Chaos Engineering with Litmus

Litmus is a tool to practice chaos engineering in a kubernetes native way. Litmus provides chaos specific CRDs for Cloud-Native developers and SREs to inject, orchestrate and monitor chaos to find weaknesses in Kubernetes deployments.

In this section, an experiment that can inject chaos into the OpenEBS cStor volume and Application using a Litmus chart is mentioned. This way a user can validate the resiliency of the application by injecting chaos. There are multiple OpenEBS experiments available in chart hub which can be used to check resiliency of the application. To understand better, more details can be found here.

Installation & Setup

Install Litmus

Installation of litmus can be done by executing the following command:

  1. kubectl apply -f https://litmuschaos.github.io/pages/litmus-operator-v1.1.0.yaml

Verify if the chaos operator is running using the following command:

  1. kubectl get pods -n litmus

The following is a sample output:

chaos-operator-ce-554d6c8f9f-slc8k 1/1 Running 0 6m41s

Verify if chaos CRDs are installed using the following command:

  1. kubectl get crds | grep chaos

chaosengines.litmuschaos.io 2019-10-02T08:45:25Z chaosexperiments.litmuschaos.io 2019-10-02T08:45:26Z chaosresults.litmuschaos.io 2019-10-02T08:45:26Z

Install OpenEBS chaos experiments Custom Resources

To create OpenEBS chaos experiments CRs, execute the following command:

  1. kubectl create -f https://hub.litmuschaos.io/api/chaos?file=charts/openebs/experiments.yaml -n <application_namespace>

Verify if the chaos experiments are installed using the following command:

  1. kubectl get chaosexperiments -n <application_namespace>

The output will be similar to the following:

NAME AGE openebs-pool-container-failure 1h openebs-pool-pod-failure 1h openebs-target-container-failure 1h openebs-target-network-delay 1h openebs-target-network-loss 1h openebs-target-pod-failure 1h

cStor Volume Chaos Experiments

cStor Target Container Failure

Setup Service Account

A Service Account should be created to allow chaos engine to run experiments in the application namespace. Copy the following YAML spec into rbac-chaos.yaml. You can change the service account name and namespace as needed.

  1. ---
  2. apiVersion: v1
  3. kind: ServiceAccount
  4. metadata:
  5. name: mysql-chaos
  6. # app namespace
  7. namespace: default
  8. labels:
  9. app: mysql
  10. ---
  11. kind: ClusterRole
  12. apiVersion: rbac.authorization.k8s.io/v1
  13. metadata:
  14. name: mysql-chaos
  15. rules:
  16. - apiGroups: ["", "extensions", "apps", "batch", "litmuschaos.io", "openebs.io", "storage.k8s.io"]
  17. resources: ["daemonsets", "deployments", "replicasets", "jobs", "pods", "pods/exec","nodes","events", "chaosengines", "chaosexperiments", "chaosresults", "storageclasses", "persistentvolumes", "persistentvolumeclaims", "services", "cstorvolumereplicas", "configmaps"]
  18. verbs: ["*"]
  19. ---
  20. kind: ClusterRoleBinding
  21. apiVersion: rbac.authorization.k8s.io/v1
  22. metadata:
  23. name: mysql-chaos
  24. subjects:
  25. - kind: ServiceAccount
  26. name: mysql-chaos
  27. namespace: default
  28. roleRef:
  29. kind: ClusterRole
  30. name: mysql-chaos
  31. apiGroup: rbac.authorization.k8s.io

Apply the following command to create one such account on your provided namespace. In this example, namespace is mentioned as default.

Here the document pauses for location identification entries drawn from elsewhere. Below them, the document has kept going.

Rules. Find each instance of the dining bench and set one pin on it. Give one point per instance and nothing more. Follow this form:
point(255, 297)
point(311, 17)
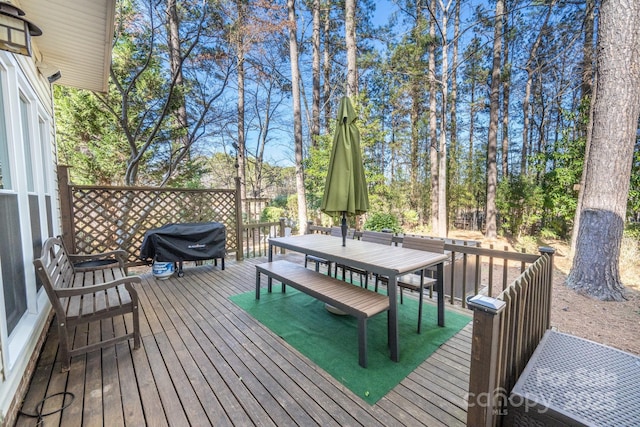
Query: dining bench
point(84, 289)
point(353, 300)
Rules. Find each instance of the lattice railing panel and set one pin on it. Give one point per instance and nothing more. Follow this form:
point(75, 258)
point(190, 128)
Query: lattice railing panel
point(108, 218)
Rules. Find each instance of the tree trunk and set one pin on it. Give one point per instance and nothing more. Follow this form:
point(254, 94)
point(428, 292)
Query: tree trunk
point(315, 67)
point(326, 84)
point(506, 85)
point(454, 154)
point(433, 123)
point(492, 145)
point(241, 150)
point(175, 59)
point(350, 38)
point(527, 92)
point(595, 269)
point(297, 116)
point(442, 151)
point(587, 86)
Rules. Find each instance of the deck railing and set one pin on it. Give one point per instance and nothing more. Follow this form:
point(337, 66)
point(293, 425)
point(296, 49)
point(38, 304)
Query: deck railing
point(255, 237)
point(506, 331)
point(103, 218)
point(469, 259)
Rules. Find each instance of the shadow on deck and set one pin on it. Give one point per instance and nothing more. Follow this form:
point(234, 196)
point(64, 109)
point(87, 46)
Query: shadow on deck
point(204, 361)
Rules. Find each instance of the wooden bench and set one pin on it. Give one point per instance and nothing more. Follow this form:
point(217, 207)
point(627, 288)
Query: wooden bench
point(87, 288)
point(355, 301)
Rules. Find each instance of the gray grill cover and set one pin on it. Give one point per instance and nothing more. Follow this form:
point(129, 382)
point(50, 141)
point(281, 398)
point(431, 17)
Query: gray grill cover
point(185, 242)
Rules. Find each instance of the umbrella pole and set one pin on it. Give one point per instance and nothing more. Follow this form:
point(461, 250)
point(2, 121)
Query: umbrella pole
point(344, 229)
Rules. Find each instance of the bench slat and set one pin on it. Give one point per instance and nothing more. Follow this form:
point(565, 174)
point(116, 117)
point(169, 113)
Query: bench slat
point(354, 300)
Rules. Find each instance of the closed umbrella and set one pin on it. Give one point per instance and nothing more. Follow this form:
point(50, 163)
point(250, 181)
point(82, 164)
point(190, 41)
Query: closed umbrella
point(345, 192)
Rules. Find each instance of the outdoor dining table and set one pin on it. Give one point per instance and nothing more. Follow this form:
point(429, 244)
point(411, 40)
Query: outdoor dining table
point(390, 261)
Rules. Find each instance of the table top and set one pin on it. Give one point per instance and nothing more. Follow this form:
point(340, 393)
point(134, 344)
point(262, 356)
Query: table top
point(373, 257)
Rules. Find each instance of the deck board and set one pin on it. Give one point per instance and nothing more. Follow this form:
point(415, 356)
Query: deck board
point(204, 361)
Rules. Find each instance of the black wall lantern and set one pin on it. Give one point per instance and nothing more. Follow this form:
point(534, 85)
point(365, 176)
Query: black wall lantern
point(15, 31)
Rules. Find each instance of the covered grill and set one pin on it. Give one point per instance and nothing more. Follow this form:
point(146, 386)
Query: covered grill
point(185, 242)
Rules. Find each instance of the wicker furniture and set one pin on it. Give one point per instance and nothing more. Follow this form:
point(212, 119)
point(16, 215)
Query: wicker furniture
point(571, 381)
point(98, 288)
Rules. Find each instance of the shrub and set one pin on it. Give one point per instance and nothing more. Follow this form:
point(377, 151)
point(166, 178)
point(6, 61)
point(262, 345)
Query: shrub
point(271, 214)
point(379, 221)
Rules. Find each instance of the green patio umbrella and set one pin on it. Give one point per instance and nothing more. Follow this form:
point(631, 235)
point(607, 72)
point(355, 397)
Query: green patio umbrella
point(345, 192)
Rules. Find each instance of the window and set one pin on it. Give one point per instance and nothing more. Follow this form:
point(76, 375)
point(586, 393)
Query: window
point(11, 261)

  1. kubectl apply -f rbac-chaos.yaml

Annotate your application

Your application has to be annotated with litmuschaos.io/chaos="true". As a security measure, Chaos Operator checks for this annotation on the application before invoking chaos experiment(s) on the application.

  1. kubectl annotate deploy/<deployment_name> -n <application_namespace> litmuschaos.io/chaos="true"

Example command:

  1. kubectl annotate deploy/mysql -n default litmuschaos.io/chaos="true"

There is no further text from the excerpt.